Retraite 2024 : plus de 10 % d'erreurs sur les versements, comment contester et récupérer votre dû ?
En 2024, plus d'un retraité sur dix a reçu une pension erronée. Comment corriger ces erreurs et récupérer les montants dus ? Découvrez les démarches essentielles.

Des pensions recalculées à l’euro près, mais trop souvent au détriment des assurés. En 2024, plus d’un retraité sur dix a reçu un versement erroné ; la Cour des comptes alerte sur la fiabilité des calculs, entre carrières mal reconstituées et dossiers qui s’enlisent.
Trimestres oubliés, majorations non appliquées, liquidations restées provisoires… Les motifs se suivent et se ressemblent, surtout pour celles et ceux qui ont connu des périodes d’interruption d’activité. Et une question revient sans cesse : comment corriger vite une erreur sur les versements et récupérer le dû. La marche à suivre réserve parfois des surprises.
Retraite 2024 : erreurs de calcul, liquidations provisoires et droits oubliés
Le constat tient en une ligne : plus d’un sur dix s’est vu notifier un montant inexact en 2024, selon la Cour des comptes. Dans le détail, le cumul des petites défaillances pèse lourd : saisies incomplètes, relais compliqués entre caisses, règles mal appliquées. Les fichiers anciens rendent la reconstitution des carrières délicate ; la vigilance individuelle devient décisive.
Les oublis les plus fréquents concernent les trimestres non comptabilisés et certaines majorations liées aux enfants, au handicap ou aux carrières longues. Les périodes de chômage, congé parental ou maladie passent parfois à côté du relevé. Autre écueil pointé par le terrain : la liquidation provisoire, censée accélérer le premier paiement, qui n’est jamais régularisée. Résultat, une pension définitive qui reste incomplète tant que les justificatifs ne sont pas intégrés et que le suivi n’aboutit pas.
Contester le montant de sa retraite : démarches et pièces à fournir
Premier réflexe, passer au crible votre relevé de carrière et vos justificatifs.

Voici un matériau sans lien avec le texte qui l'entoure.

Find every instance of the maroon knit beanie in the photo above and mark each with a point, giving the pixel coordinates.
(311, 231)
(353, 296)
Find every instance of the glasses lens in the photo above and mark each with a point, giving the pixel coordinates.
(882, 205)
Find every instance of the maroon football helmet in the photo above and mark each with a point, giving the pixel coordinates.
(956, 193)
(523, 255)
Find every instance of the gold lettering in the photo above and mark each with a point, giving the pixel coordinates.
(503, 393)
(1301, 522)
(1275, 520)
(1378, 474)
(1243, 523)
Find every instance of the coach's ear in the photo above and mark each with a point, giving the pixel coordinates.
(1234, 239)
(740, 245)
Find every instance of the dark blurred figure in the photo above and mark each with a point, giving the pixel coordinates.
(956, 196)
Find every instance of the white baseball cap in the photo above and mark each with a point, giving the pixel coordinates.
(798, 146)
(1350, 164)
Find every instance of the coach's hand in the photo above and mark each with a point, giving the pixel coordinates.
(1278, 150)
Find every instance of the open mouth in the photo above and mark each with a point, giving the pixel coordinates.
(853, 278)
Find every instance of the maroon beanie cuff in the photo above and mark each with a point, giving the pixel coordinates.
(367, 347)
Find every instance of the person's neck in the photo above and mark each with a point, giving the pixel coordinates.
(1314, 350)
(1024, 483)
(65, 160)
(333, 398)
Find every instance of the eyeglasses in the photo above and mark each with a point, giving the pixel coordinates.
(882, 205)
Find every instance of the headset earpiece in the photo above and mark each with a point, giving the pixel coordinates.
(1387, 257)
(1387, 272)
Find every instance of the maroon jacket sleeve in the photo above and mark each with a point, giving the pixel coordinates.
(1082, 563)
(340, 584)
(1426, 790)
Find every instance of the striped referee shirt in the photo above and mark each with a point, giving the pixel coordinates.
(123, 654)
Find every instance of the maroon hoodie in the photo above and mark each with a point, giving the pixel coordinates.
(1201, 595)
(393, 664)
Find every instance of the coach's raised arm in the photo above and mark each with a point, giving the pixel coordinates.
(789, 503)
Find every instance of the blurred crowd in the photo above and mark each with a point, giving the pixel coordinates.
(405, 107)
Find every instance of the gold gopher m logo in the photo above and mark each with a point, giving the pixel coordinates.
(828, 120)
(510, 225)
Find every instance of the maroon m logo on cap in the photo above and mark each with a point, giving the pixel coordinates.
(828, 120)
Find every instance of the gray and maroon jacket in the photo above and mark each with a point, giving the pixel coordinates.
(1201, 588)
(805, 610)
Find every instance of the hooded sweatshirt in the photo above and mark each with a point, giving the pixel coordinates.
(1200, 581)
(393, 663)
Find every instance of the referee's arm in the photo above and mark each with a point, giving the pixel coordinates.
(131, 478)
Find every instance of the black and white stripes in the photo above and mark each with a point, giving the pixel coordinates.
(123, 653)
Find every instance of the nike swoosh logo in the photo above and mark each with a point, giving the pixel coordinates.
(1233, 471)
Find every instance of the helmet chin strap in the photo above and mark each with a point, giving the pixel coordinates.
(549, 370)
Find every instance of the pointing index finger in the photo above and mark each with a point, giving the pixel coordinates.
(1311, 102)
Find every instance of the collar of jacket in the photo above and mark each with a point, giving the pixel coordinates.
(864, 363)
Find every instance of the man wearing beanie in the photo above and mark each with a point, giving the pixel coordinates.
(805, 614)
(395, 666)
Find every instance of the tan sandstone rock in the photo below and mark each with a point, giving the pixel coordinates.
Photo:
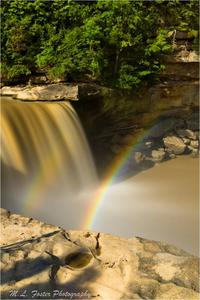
(57, 264)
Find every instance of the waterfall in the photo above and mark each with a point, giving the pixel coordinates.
(47, 167)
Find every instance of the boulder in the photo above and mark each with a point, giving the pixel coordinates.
(174, 144)
(158, 155)
(148, 144)
(186, 133)
(186, 141)
(194, 144)
(91, 265)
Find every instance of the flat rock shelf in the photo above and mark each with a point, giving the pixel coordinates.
(42, 261)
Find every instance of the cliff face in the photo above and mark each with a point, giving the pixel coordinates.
(42, 261)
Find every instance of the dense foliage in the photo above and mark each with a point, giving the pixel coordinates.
(119, 43)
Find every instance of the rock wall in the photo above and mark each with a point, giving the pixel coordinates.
(45, 262)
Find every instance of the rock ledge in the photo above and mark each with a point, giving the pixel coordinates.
(46, 262)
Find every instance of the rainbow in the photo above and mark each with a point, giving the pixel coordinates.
(111, 175)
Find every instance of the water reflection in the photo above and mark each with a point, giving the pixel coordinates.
(160, 203)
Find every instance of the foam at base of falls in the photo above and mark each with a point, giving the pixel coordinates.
(47, 167)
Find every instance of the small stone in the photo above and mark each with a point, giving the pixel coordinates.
(194, 153)
(172, 155)
(188, 133)
(138, 157)
(158, 155)
(175, 144)
(186, 141)
(194, 144)
(148, 144)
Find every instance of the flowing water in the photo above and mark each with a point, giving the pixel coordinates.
(48, 173)
(161, 203)
(47, 167)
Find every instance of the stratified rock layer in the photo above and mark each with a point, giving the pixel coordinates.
(45, 262)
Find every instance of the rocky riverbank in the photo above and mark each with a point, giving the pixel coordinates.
(40, 261)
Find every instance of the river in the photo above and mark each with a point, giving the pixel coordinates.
(160, 203)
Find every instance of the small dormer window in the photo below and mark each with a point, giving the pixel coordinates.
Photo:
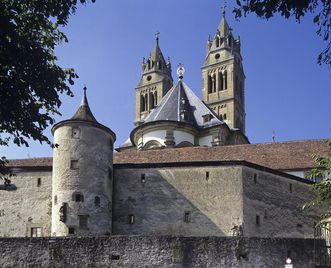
(207, 118)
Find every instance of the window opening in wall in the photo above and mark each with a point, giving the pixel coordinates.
(255, 178)
(36, 232)
(63, 212)
(83, 221)
(143, 178)
(73, 164)
(257, 220)
(78, 197)
(131, 219)
(187, 216)
(97, 201)
(110, 173)
(75, 133)
(115, 257)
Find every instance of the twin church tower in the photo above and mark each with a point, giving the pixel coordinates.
(167, 116)
(222, 75)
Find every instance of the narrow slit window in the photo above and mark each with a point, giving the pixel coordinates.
(187, 216)
(257, 220)
(131, 219)
(97, 201)
(74, 164)
(143, 178)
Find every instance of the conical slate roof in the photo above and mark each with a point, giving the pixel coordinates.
(84, 112)
(182, 105)
(224, 28)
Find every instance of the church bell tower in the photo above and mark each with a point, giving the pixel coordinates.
(223, 77)
(155, 82)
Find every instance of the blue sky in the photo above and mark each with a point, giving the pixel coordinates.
(286, 91)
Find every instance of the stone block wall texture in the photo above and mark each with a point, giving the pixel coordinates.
(149, 251)
(29, 206)
(212, 197)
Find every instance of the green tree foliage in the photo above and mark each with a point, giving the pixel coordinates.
(288, 8)
(30, 79)
(322, 188)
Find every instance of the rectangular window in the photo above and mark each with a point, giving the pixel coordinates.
(83, 221)
(143, 178)
(131, 219)
(36, 232)
(74, 164)
(187, 216)
(75, 133)
(207, 175)
(71, 230)
(257, 220)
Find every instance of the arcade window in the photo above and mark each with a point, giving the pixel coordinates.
(36, 232)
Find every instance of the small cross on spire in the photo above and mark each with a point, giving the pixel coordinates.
(157, 37)
(223, 7)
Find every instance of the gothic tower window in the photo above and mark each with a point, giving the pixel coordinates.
(217, 41)
(155, 98)
(142, 103)
(220, 81)
(146, 103)
(214, 83)
(151, 100)
(225, 79)
(209, 84)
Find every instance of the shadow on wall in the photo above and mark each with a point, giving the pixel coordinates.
(152, 202)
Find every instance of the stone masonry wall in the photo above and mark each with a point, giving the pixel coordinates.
(29, 206)
(158, 199)
(277, 202)
(138, 251)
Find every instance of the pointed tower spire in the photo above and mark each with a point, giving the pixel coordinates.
(84, 112)
(155, 82)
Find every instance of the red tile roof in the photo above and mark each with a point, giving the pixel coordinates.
(279, 155)
(291, 155)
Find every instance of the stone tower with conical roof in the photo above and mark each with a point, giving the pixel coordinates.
(82, 175)
(223, 77)
(155, 82)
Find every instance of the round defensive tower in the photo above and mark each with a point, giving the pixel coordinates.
(82, 178)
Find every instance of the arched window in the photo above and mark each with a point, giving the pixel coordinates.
(146, 102)
(151, 100)
(214, 83)
(209, 84)
(77, 197)
(97, 201)
(225, 79)
(217, 41)
(220, 81)
(155, 98)
(152, 144)
(142, 103)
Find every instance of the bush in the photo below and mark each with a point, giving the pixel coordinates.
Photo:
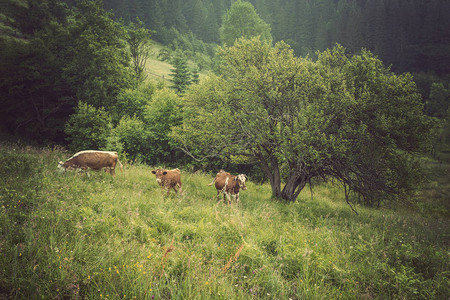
(88, 128)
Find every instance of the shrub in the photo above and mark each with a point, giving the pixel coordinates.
(88, 128)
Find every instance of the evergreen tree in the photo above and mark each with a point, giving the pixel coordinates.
(181, 77)
(138, 39)
(241, 20)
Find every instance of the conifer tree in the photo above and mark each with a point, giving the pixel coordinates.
(181, 77)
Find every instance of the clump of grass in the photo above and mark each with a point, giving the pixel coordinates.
(69, 235)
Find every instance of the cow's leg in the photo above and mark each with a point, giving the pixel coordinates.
(179, 189)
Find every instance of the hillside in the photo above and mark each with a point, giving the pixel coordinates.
(71, 235)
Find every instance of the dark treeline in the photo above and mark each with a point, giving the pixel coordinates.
(412, 36)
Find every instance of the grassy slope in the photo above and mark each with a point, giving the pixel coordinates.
(97, 237)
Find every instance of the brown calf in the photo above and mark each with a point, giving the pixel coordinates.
(92, 159)
(229, 184)
(169, 179)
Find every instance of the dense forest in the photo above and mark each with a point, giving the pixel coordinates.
(413, 36)
(314, 89)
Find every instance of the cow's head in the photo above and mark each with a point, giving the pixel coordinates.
(159, 175)
(241, 178)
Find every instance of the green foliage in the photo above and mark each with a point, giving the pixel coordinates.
(181, 76)
(98, 237)
(88, 128)
(145, 137)
(348, 118)
(99, 65)
(241, 20)
(138, 39)
(132, 101)
(163, 113)
(438, 101)
(133, 136)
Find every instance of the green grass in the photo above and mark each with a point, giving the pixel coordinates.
(69, 235)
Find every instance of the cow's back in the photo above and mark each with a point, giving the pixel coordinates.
(223, 180)
(96, 160)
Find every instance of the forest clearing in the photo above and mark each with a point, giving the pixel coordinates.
(333, 116)
(76, 236)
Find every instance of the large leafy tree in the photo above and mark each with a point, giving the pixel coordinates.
(99, 61)
(241, 20)
(344, 117)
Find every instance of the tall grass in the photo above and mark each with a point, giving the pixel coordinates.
(76, 236)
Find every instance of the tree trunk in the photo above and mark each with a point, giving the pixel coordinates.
(294, 185)
(272, 172)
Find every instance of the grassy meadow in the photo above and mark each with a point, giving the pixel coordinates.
(75, 236)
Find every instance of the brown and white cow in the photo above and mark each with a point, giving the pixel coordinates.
(169, 179)
(229, 184)
(92, 159)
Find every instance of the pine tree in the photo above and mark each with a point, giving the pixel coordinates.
(181, 77)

Alignez bulletins, attestations d’employeurs, contrats, périodes validées par Pôle emploi, congés parentaux ou arrêts maladie. Un bulletin de salaire manquant ou une date erronée suffit à fausser le calcul. N’attendez pas ; plus la contestation est rapide, plus le rattrapage des arriérés se règle sans friction.
Ensuite, enclenchez la procédure par étapes. Tout se fait par écrit, et de préférence en recommandé avec accusé de réception, à l’addresse de la caisse concernée. Suivez ce fil simple.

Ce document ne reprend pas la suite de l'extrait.